Signs of Peace
By: William Apel
"No current issue is more urgent than interfaith relations today, and no writer, past or present, has given us greater insight into effecting reconciliation among representatives of the worlds religions than Thomas Merton." --E. Glenn Hinson, Baptist Theological Seminary at Richmond
"Thomas Merton's ecumenical concerns are highlighted in this timely volume. It demonstrates convincingly Merton's continual growth in ecumenical dialogue from his first encounters with Christians of various religious persuasions to Jewish, Islamic, and non-Christian traditions of the Far East." --Brother Patrick Hart, Abbey of Gethsemani
During the last decade of his life, Thomas Merton corresponded with people around the globe about world religions and the need for interfaith understanding.

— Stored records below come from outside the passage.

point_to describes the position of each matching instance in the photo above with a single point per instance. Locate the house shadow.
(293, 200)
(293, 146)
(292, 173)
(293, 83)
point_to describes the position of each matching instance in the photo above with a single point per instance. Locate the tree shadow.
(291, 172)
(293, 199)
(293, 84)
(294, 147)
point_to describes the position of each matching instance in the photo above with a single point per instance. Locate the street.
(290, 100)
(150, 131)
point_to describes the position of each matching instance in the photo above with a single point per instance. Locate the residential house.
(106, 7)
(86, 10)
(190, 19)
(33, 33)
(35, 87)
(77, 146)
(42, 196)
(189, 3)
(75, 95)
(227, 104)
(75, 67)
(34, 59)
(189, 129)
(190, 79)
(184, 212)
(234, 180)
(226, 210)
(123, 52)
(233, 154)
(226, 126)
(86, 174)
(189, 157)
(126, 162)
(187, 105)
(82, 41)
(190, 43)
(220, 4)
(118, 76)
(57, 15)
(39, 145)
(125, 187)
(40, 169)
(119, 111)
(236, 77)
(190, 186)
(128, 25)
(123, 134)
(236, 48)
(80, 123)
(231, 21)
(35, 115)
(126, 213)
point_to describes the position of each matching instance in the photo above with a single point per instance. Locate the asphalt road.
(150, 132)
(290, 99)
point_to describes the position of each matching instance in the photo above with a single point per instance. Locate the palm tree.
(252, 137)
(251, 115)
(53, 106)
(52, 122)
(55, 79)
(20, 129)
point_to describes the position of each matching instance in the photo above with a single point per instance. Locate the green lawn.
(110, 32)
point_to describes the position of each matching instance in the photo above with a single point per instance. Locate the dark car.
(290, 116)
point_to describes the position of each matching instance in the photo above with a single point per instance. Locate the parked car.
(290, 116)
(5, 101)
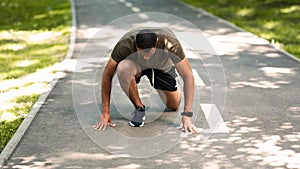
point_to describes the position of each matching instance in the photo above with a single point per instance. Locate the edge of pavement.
(14, 141)
(238, 28)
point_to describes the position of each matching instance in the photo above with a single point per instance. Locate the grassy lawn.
(275, 20)
(34, 35)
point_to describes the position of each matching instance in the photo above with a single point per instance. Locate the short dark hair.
(146, 39)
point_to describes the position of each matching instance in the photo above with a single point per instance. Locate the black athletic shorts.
(160, 79)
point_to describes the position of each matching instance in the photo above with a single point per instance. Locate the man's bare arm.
(106, 84)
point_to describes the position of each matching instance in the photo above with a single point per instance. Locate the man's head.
(145, 42)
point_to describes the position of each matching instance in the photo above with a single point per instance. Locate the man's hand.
(188, 126)
(103, 122)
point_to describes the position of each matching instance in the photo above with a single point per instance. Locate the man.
(155, 53)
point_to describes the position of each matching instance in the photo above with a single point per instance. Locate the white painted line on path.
(214, 119)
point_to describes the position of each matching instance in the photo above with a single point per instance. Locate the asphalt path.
(246, 99)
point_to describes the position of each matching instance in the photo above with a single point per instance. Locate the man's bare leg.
(170, 98)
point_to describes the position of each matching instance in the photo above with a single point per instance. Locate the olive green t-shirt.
(168, 50)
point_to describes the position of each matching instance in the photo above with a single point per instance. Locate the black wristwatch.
(188, 114)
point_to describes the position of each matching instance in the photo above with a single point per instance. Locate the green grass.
(34, 34)
(9, 125)
(275, 20)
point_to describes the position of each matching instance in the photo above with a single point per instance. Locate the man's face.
(148, 54)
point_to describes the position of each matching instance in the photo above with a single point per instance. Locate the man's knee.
(126, 68)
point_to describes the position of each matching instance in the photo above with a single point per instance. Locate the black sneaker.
(138, 117)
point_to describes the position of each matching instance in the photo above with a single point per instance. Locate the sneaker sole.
(132, 125)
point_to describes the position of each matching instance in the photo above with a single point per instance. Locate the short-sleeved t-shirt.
(168, 50)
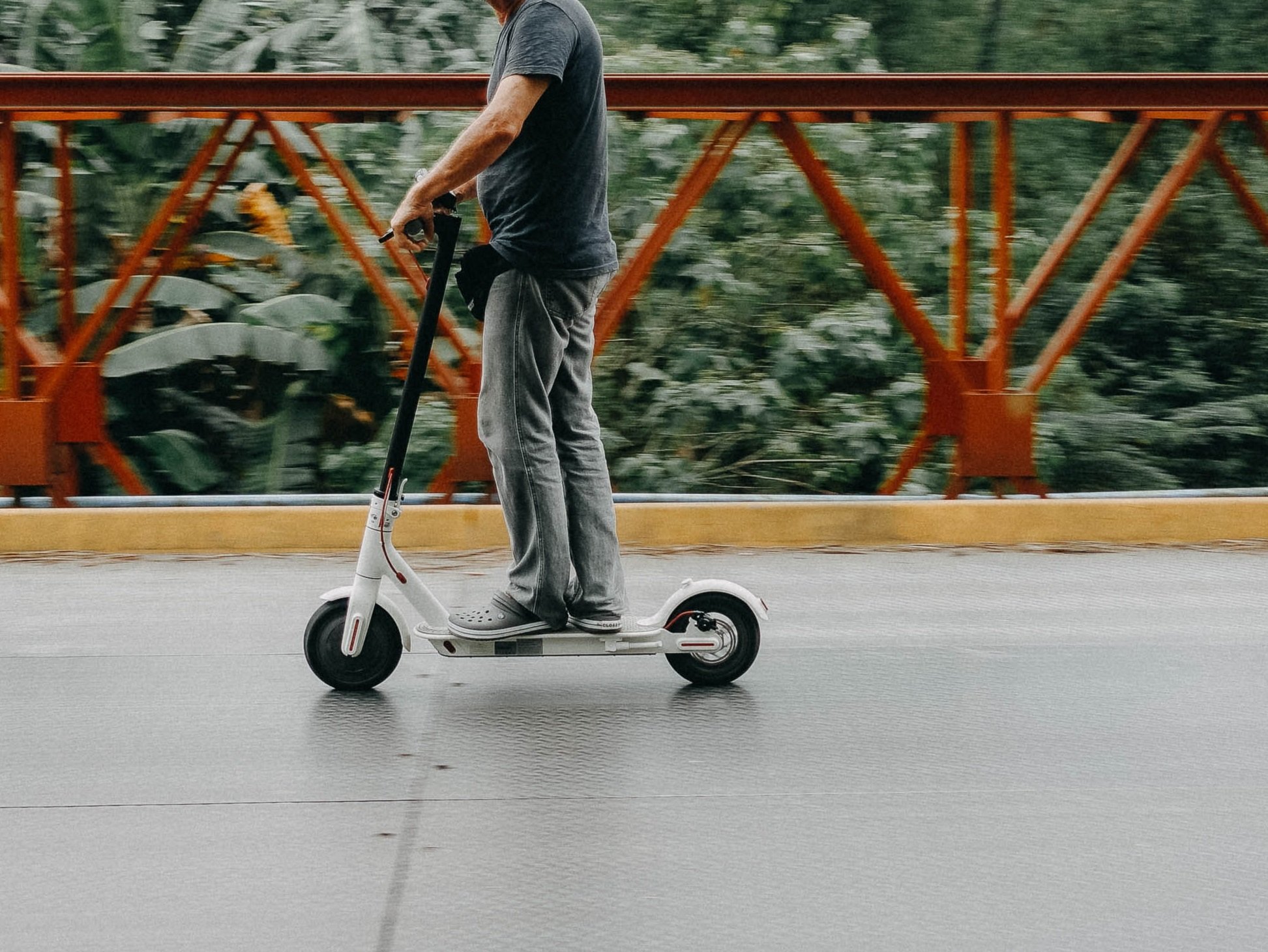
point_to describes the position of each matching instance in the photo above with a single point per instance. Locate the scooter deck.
(571, 642)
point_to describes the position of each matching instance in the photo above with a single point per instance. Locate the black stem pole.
(447, 237)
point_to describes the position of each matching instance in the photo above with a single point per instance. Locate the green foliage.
(357, 467)
(758, 356)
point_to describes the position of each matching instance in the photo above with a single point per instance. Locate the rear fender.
(690, 588)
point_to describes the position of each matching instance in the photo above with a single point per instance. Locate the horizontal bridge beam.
(640, 93)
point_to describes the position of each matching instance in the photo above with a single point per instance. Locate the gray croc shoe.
(504, 618)
(597, 623)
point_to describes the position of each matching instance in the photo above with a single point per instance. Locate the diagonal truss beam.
(1125, 252)
(853, 230)
(691, 188)
(441, 373)
(1002, 202)
(1241, 189)
(1129, 150)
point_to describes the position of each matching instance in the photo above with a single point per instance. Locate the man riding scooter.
(538, 159)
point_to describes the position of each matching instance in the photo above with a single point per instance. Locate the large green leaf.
(169, 291)
(241, 246)
(183, 458)
(214, 341)
(296, 312)
(289, 458)
(249, 281)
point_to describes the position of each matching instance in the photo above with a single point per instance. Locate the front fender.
(707, 584)
(391, 607)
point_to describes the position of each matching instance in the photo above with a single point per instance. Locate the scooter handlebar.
(415, 229)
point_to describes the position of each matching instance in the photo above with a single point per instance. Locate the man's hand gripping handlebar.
(416, 229)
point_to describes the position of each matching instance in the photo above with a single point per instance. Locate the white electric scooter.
(708, 630)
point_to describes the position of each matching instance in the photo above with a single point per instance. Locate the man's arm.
(480, 145)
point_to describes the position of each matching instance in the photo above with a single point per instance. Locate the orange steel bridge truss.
(52, 396)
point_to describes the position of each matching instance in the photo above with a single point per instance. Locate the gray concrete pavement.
(935, 749)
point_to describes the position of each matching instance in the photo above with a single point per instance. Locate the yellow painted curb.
(776, 525)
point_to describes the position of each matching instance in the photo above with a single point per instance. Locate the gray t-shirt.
(546, 198)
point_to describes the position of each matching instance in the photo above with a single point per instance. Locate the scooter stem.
(447, 237)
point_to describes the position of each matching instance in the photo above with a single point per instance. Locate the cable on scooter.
(383, 521)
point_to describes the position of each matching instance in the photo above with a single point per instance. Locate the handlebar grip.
(414, 229)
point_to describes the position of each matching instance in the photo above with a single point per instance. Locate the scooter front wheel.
(325, 654)
(733, 622)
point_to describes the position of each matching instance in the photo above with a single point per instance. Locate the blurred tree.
(758, 358)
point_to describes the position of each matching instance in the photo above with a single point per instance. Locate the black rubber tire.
(737, 661)
(378, 658)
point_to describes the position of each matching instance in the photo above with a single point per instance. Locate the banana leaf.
(216, 341)
(295, 312)
(169, 291)
(182, 458)
(241, 246)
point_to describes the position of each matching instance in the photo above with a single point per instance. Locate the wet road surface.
(935, 749)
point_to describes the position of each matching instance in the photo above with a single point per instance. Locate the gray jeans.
(542, 435)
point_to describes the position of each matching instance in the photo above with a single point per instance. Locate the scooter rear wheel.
(378, 658)
(739, 633)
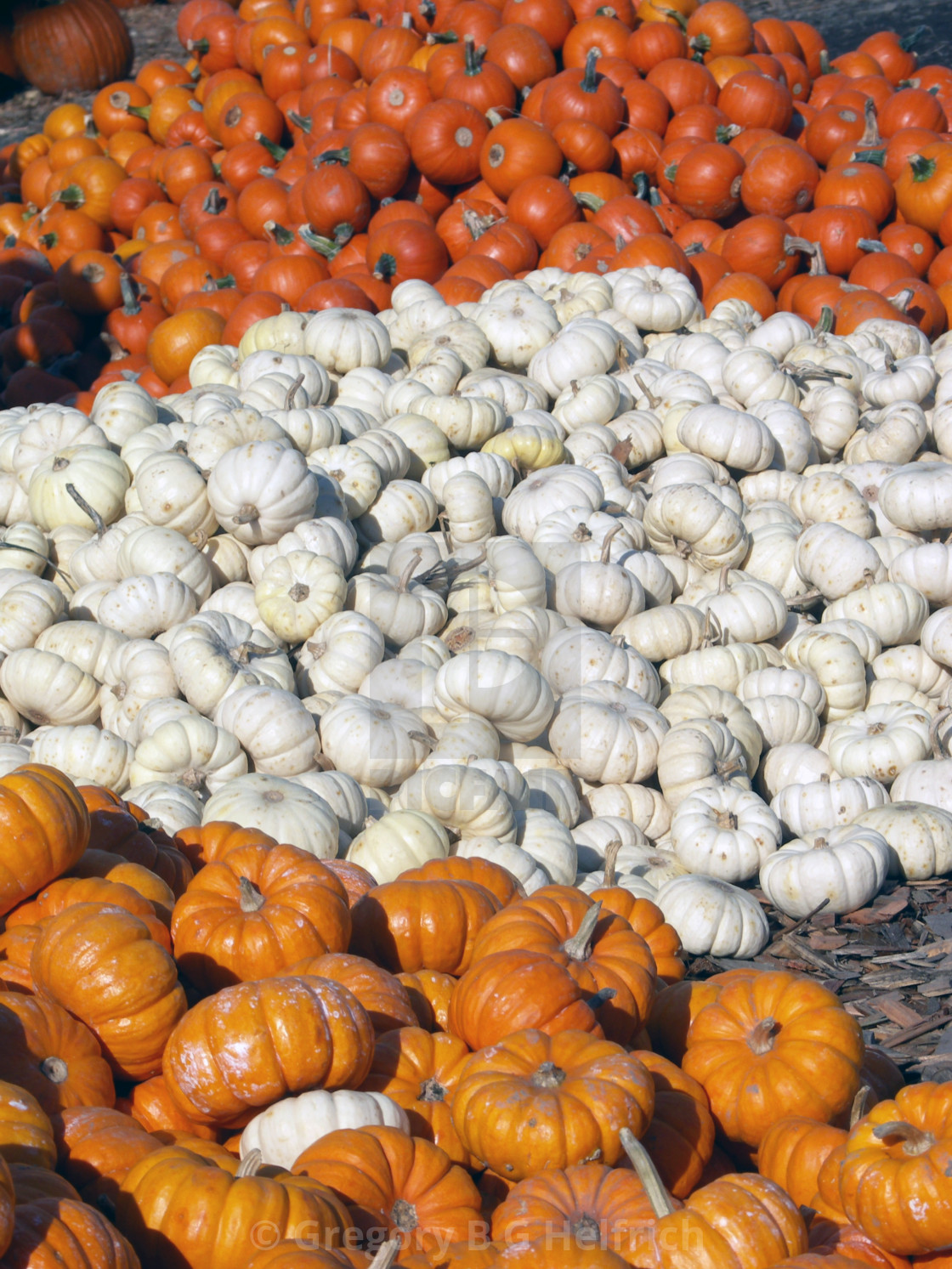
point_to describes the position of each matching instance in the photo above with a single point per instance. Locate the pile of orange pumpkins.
(314, 157)
(218, 1050)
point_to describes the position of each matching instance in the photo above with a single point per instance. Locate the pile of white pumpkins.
(525, 579)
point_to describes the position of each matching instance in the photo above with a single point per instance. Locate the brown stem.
(386, 1255)
(858, 1108)
(938, 749)
(607, 542)
(54, 1068)
(250, 900)
(761, 1039)
(413, 565)
(914, 1140)
(612, 849)
(98, 522)
(579, 946)
(640, 1160)
(292, 390)
(649, 395)
(547, 1076)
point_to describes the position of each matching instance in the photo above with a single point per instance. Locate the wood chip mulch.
(890, 963)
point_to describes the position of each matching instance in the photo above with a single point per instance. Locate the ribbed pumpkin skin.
(72, 46)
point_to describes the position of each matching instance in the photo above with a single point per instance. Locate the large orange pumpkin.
(421, 1073)
(52, 1055)
(250, 1045)
(46, 826)
(599, 952)
(255, 913)
(422, 924)
(565, 1098)
(105, 967)
(902, 1150)
(179, 1209)
(774, 1045)
(382, 995)
(398, 1183)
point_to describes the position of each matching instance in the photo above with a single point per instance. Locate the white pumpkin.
(373, 741)
(511, 694)
(282, 808)
(725, 833)
(714, 918)
(262, 490)
(403, 839)
(842, 870)
(287, 1129)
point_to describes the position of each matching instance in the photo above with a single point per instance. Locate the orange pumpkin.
(41, 813)
(682, 1132)
(26, 1132)
(421, 924)
(599, 952)
(382, 995)
(255, 913)
(568, 1096)
(89, 890)
(902, 1148)
(105, 967)
(430, 993)
(421, 1073)
(748, 1050)
(398, 1183)
(255, 1042)
(98, 1146)
(205, 1211)
(52, 1055)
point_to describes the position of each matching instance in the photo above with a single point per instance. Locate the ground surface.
(844, 23)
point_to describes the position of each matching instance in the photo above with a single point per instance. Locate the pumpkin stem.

Initiating contact with figures like Zen scholar D.T. Suzuki, Thich Nhat Hanh, and Rabbi Abraham Heschel, he sought not only to expand his understanding of other faiths, but to find like-minded friends who might share his dream of a global community of the spirit. Such people, whom he called living "sacraments" or signs of peace, were those "able to unite in themselves and experience in their own lives all that is best and most true in the numerous spiritual traditions."
William Apel is professor of religious studies at Linfield College, Oregon.